Je préfère donc parler de Groupe d’écriture plutôt qu’atelier (la démarche plus que le texte écrit, le processus plus que le produit). La visée est de faire vivre aux participants des moments d’élaboration, dans la rencontre entre monde interne et monde socialement construit. Je voudrais donc soutenir l’idée que, dans les Groupes d’écriture comme dans les autres, le processus important est d’aider chaque participant à :
se confronter au lien social comme constitutif de sa propre identité, comprendre qu’est auteur autonome celui qui sait qu’il est interdépendant, reconnaître la part de la dette, du legs, de l’échange dans son écriture, sous le regard croisé des autres.

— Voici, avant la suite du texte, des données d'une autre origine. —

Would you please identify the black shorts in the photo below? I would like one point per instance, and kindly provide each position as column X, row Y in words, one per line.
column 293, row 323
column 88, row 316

D’où le titre choisi pour ces pages : le comptoir est une table pour le commerce (pris au sens de relations réciproques qu’il a eu autrefois) ; ce mot désignait un établissement où l’on échangeait, généralement installé à la frontière, adossé à un pays non exploré, mais ouvert sur le monde et la circulation des gens et des biens. Il me semble illustrer à merveille l’instance que peut organiser un groupe d’écriture, lieu et temps à la marge, à la frontière, rencontre entre deux territoires : celui des échanges et celui de l’intimité, de l’inconnu en soi.
L’hypothèse
Parlons d’abord de l’autonomie du sujet écrivant, de l’auteur. Je m’inspirerai du Vocabulaire de la psychosociologie [2], et en particulier des excellents articles « autonomie » de Blaise Ollivier et « autorité [3] » de Jacques Ardoino.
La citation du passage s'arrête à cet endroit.